Notre pays avait soif de vrais débats. Deux grands intellectuels Boubacar Boris Diop et Souleymane Bachir Diagne renouent avec cette tradition à travers deux premiers articles : « Bachir, tu permets ? » et « L’or et la boue ». Mais il y a de l’eau dans le gaz.
A la question de Boubacar Boris Diop « Bachir, tu permets », le philosophe répondit par « Je vous en prie ». C’est l’étincelle qui a mis le feu aux poudres entre deux hommes qui sont la fierté du Sénégal. Boubacar Boris Diop est revenu à la charge avec un article intitulé « Merci Bachir pour ta permission ».
J’ai hésité longuement avant d’apporter ma modeste contribution à ce débat. Car j’ai appris dans la pensée philosophique wolof que « Noon du seede, soppe du seede »«un ami ne peut être témoin encore moins un ennemi ». Ce qui nous oblige à cesser d’aimer lorsqu’il s’agit de juger quelqu’un dans l’esprit de Jean-Paul Sartre et de nos traditions africaines à la recherche d’une démarche objective.

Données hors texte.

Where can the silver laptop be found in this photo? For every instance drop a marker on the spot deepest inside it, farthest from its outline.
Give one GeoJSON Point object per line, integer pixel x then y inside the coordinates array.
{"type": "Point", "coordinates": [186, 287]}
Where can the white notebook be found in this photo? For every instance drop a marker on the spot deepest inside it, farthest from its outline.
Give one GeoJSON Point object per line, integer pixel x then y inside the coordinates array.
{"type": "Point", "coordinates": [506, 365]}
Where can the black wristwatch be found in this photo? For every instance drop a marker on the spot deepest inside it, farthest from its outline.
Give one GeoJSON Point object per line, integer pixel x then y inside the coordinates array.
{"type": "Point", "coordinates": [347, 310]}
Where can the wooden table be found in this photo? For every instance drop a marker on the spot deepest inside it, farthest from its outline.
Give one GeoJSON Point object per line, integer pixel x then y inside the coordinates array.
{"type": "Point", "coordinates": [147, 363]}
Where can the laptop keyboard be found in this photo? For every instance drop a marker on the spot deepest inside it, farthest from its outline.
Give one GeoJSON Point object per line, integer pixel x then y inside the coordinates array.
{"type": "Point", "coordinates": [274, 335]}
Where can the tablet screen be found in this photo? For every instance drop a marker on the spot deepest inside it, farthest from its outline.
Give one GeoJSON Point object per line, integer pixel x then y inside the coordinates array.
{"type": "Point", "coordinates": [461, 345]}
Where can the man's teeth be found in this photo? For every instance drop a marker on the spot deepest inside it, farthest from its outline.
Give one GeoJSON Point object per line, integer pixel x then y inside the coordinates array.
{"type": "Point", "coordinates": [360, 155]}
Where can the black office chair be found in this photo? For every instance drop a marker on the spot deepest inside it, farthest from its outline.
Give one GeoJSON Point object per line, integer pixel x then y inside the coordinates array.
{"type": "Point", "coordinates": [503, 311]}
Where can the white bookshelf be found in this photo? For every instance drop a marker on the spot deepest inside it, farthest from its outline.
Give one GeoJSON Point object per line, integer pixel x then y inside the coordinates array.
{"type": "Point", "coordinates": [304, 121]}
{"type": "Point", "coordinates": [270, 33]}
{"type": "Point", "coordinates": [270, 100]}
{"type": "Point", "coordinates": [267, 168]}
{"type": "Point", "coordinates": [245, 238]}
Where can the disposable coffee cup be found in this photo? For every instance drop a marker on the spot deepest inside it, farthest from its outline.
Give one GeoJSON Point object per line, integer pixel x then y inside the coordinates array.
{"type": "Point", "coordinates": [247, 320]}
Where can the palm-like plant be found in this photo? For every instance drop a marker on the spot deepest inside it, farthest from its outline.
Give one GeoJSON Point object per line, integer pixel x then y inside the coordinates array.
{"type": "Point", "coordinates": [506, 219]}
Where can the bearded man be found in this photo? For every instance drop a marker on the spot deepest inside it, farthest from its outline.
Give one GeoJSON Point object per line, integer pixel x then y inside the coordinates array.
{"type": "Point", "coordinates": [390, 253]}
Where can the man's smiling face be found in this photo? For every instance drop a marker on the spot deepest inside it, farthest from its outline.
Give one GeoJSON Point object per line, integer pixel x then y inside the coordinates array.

Sur invitation de Boubacar Boris Diop, j’ai eu l’heureuse opportunité d’arborer la promotion des langues nationales du Sénégal comme un étendard à l’Université Autonome de Mexico en 2007 avec le Professeur Cheikh Mbacké Diop fils aîné du savant Cheikh Anta Diop et d’autres chercheurs africains. Nous avions montré et démontré à cette occasion dans cette université de 350 000 étudiants ce que Cheikh Anta Diop a apporté au monde scientifique pour déconstruire les thèses racistes de Galien, de Lévy-Bruhl et de Hegel sur les prétendus peuples alogiques et prélogiques d’Afrique.
Dix ans après Mexico, c’est sur une proposition de Boubacar Boris Diop que le Professeur Souleymane Bachir Diagne m’a fait inviter à l’Université de Columbia de New-York lors d’une rencontre de haut niveau d’écrivains comme le poète chinois Bei-Dao symbole de la Place Tien’Anmen, le poète Raul Zurita du Chili d’Allende, Nabaneeta Dev Sen la poétesse indienne de Calcutta et d’autres poètes de renommée mondiale.
Je revois le Professeur Souleymane Bachir Diagne, la mine rayonnante de joie, venir me féliciter devant le Provost de l’Université de Columbia après ma communication sous la forme d’un zapping linguistique wolof-anglais avec la complicité de Docteure Mariame Iyane Sy Professeure titulaire au Département Middle Eastern, South Asian And African Studies de cette université.
Boubacar Boris Diop et Souleymane Bachir Diagne sont donc pour moi deux grandes figures intellectuelles sénégalaises d’une très grande générosité.
Mais les conflits sont souvent révélateurs de forces et de faiblesses dans le monde des idées. Et nous devons nous saisir de ce débat pour aller au-delà des personnes de Boris et de Bachir.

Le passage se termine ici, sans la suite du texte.